El sábado pasé por una casa ruinosa.
Nunca imaginé que pudiese ver esa casa semiderruida. Para el niño que fui, esas habitaciones inmensas, esos techos altísimos, esos patios umbríos, esas altas azoteas, eran eternas, como lo eran los padres, los abuelos, que siempre habían estado allí. ¿Por qué nada había de cambiar? Todo debía permanecer, porque todo estaba bien. Todo debía renacer cíclicamente como siempre florecía el jazmín leñoso que ascendía desde el jardín de abajo para perfumar todos los veranos. Ese jazmín cuyas flores flotaban en un cuenco de plata en la mesilla de noche o sobre la cómoda de la galería y dejaban un olor pesado, profundo, íntimo en la habitación cerrada. Ese olor que está tan unido a las noches cálidas en esa azotea que cuando lo presiento, cierro los ojos y me transporto a unos atardeceres alegres, correteando por una casa habitada, con las sillas sacadas al fresco, donde los mayores toman un café y charlan de sus cosas mientras el niño juega o explora el desván polvoriento donde hay baúles con libros viejos, cortinas ajadas, braseros oxidados, y un sin fin de objetos en desuso llenos de misterio y polvo.

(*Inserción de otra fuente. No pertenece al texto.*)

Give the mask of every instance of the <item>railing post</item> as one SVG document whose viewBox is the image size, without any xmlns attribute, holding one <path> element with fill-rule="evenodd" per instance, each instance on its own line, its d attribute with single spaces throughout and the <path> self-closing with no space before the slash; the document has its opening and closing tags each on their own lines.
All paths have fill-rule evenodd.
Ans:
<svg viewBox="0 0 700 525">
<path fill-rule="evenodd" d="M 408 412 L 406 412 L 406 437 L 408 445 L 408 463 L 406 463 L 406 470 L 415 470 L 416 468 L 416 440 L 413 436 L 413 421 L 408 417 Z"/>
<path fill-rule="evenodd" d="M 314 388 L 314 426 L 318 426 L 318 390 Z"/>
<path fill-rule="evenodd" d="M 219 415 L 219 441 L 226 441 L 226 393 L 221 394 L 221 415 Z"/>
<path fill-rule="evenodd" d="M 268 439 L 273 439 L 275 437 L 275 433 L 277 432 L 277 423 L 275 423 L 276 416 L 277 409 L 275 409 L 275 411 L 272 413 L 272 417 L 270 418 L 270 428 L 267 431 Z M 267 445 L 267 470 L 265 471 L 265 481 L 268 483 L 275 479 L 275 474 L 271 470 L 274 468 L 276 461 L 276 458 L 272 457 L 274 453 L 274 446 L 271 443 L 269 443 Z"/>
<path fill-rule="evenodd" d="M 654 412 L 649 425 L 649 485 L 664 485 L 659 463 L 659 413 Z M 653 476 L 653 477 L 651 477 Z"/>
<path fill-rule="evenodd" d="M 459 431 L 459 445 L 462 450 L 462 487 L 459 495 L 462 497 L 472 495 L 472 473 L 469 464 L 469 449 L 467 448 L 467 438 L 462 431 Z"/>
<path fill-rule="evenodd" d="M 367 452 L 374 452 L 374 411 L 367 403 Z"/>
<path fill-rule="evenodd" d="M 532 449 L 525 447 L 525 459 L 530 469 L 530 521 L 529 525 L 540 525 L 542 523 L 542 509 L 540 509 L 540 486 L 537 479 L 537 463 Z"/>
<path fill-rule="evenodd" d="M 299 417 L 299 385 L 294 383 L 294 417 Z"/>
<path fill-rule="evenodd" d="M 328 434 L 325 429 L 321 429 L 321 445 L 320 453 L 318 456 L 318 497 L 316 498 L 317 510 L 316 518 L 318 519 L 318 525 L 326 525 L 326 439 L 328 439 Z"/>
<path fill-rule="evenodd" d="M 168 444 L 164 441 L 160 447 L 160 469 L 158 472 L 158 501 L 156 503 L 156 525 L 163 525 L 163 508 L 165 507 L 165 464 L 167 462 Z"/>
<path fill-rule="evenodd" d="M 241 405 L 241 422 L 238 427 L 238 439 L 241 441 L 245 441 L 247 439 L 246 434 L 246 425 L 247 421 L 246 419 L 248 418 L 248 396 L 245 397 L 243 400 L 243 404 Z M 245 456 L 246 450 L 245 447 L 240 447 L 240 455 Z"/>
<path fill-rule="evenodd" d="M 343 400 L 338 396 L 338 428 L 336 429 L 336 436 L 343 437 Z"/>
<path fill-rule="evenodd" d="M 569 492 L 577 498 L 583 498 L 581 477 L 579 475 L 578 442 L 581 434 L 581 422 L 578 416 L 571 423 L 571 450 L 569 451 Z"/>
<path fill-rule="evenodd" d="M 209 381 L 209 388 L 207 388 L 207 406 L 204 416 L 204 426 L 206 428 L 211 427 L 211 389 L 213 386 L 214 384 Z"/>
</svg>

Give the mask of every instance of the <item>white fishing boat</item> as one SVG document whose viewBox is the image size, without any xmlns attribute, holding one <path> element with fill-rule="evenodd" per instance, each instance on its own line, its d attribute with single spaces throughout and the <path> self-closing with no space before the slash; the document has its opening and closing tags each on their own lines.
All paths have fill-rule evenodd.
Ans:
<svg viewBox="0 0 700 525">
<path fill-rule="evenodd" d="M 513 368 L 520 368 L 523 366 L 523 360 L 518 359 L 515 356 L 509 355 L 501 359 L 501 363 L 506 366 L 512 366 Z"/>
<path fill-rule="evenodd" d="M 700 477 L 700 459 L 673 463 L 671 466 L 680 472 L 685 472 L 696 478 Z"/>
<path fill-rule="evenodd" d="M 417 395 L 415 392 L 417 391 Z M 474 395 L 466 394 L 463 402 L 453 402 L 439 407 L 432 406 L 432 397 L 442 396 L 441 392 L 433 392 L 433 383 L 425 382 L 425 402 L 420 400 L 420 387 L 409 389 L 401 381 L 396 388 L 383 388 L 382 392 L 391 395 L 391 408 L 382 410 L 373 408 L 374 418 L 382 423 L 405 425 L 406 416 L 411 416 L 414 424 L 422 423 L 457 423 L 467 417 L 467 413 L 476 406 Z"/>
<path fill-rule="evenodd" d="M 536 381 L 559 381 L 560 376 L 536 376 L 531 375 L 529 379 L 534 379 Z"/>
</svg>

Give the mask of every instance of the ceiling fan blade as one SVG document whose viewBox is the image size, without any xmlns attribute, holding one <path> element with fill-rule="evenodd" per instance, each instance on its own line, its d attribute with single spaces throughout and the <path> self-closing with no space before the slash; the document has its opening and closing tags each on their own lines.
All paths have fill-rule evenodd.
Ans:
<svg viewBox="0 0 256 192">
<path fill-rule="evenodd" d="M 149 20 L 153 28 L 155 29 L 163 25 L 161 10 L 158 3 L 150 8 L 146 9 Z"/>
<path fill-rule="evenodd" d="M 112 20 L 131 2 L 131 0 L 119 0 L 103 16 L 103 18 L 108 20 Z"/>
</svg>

-¡Cuidado con mancharse !- Siempre nos reprenden- ¡bajad ya, que ahí no hay más que cachivaches!. ¿Cachivaches? Habrá algo más emocionante que esos arcones donde reposan los sombreros viejos, botes de cristal, un microscopio de la antigua farmacia, la bicicleta de hierro, la mecedora rota, las cajas de lata con estampas de primera comunión de Dios sabe quien, de fotos en blanco y negro sobre duro cartón con el sello grabado del retratista, donde esa niña vestida de blanco nos mira asustada desde lo alto de su caballito, con un gran sombrero y un lazo, o esas de bodas con la novia vestida de negro porque aún había luto en la casa por un padre que murió hacía ya tantos años...
Era la antigua casa de mi madre, donde cada Domingo, mis hermanos y yo tomábamos nuestra merienda favorita. Era la casa de mi abuela, siempre llena de aventuras y siempre inexplorada.
Se vendió hace pocos años. La crisis inmobiliaria paró la reforma y allí está esperando con el cielo por techo, entrevisto por los cristales rotos, polvorientos, que vengan mejores tiempos. Pero ya no será lo mismo. Ya no serán los nuestros.